CONFERENCE UPDATE: ACC 2022
Mild CHTN treatment amid pregnancy shows beneficial maternal and fetal outcomes
In the American College of Cardiology 2022 Scientific Session, Dr. Alan Tita from the University of Alabama at Birmingham, the United States (US), discussed the benefits of using antihypertensive therapy for mild chronic hypertension (CHTN) during pregnancy with good maternal and fetal outcomes.1
CHTN in pregnancy is increasing, especially in Blacks and older patients with obesity at childbirth.
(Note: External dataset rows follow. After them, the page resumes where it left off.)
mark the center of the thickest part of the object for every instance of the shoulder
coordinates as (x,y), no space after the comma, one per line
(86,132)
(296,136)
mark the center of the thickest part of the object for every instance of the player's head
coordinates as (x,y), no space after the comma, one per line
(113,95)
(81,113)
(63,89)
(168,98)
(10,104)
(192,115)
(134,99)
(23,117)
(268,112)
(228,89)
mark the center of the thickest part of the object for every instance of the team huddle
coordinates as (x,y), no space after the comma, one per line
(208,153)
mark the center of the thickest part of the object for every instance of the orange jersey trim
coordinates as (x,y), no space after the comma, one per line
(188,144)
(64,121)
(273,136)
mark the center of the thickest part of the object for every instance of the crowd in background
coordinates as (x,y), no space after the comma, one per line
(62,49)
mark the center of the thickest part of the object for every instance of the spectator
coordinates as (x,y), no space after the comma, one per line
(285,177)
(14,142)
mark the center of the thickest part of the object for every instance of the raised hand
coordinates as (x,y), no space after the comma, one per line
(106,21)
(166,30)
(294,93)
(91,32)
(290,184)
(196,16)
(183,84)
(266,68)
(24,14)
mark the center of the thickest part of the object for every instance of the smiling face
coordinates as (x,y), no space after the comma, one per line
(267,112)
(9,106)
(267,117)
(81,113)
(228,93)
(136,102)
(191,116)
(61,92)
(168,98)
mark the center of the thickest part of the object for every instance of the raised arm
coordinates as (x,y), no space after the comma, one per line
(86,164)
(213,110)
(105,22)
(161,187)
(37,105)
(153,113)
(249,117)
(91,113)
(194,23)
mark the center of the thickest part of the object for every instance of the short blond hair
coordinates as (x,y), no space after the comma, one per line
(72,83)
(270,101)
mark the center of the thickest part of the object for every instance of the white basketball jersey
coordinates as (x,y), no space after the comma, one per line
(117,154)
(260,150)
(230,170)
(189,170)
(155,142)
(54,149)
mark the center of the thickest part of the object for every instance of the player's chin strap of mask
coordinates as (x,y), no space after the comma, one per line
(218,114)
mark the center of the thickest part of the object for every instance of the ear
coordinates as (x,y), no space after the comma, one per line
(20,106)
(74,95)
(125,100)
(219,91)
It is associated with multiple maternal and fetal complications, such as death, preeclampsia, preterm birth (PTB), small for gestational age (SGA) infants, and cardiovascular (CV) morbidities.1 According to the American College of Obstetrics and Gynecologists, CHTN in pregnancy is classified into severe, defined as blood pressure (BP) ≥160/110mmHg; and mild (non-severe), defined as BP=140-159/90-109mmHg and more prevalent.1
Previous trials showed that the antihypertensive therapy in pregnant women with non-severe CHTN did reduce severe hypertension (HTN), but with no benefits for pregnancy outcomes and posed increased safety concerns due to an increase in SGA and low birthweight infants.1 Moreover, randomized trials in pregnancy remain limited, underpowered and inappropriately designed, despite the antihypertensive therapy being recommended for non-pregnant patients, its benefits and safety in pregnancy are still uncertain, resulting in conflicting recommendations and controversies. 1
Therefore, the Chronic Hypertension and Pregnancy (CHAP) project, an open-label and randomized controlled trial involving multiple US centers and the National Heart, Lung, and Blood institute (NHLBI), was designed to evaluate whether antihypertensive therapy for non-severe CHTN (target BP <140/90mmHg) during pregnancy would lead to a decrease in CHTN-associated outcomes without increasing the risk of SGA.1
Patients with mild preexisting or newly diagnosed CHTN with singleton pregnancy at <23 weeks of gestation were included and randomized based on their BP as untreated or treated with monotherapy.1 The active arm was treated with labetalol or nifedipine targeting a BP <140/90mmHg, whereas the standard arm had their BP therapy discontinued unless BP reached 160/105mmHg.1 The primary endpoints included the composite of preeclampsia, PTB <35 weeks, abruption, and fetal or neonatal death, while the safety outcomes were SGA infants <10th percentile and <5th percentile.1 The key secondary endpoints were maternal CV complications, preeclampsia, PTB, and serious neonatal comorbidities.1
The baseline characteristics were similar in both groups which included 0.47% Blacks and 56% antihypertensive medications for preexisting CHTN, and a high proportion of obsess patients.1 In addition to a significantly lower systolic and diastolic BP in the treatment arm, the primary outcome was shown to be significantly reduced by 18% (p<0.001).1 Preeclampsia and PTB, the 2 components of the primary outcomes, were significantly reduced by 20% and 30%, respectively, in the treated group.1 These results were consistent across the subgroups, and the safety outcome was similar in both groups.1
Furthermore, the maternal outcomes of preeclampsia, HTN/organ dysfunction, and severe HTN and fetal outcomes of PTB and low birth weight were significantly reduced in the active arm compared with the standard arm.1 Other maternal and neonatal outcomes did not differ between the 2 groups.1
In conclusion, the CHAP project supported the treatment of CHTN in pregnant women and reduced adverse pregnancy outcomes, including preeclampsia and PTB.1 It was shown to be safe with no effects on fetal growth, and no maternal or perinatal harm.1 Studies with longer follow-up will further identify its treatment effects on the maternal and childhood outcomes.1
- Tita A. Antihypertensive Therapy for Mild Chronic Hypertension and Pregnancy Outcomes: A Pragmatic Multicenter RCT. Presented at the 2022 American College of Cardiology (ACC) meeting; April 2, 2022.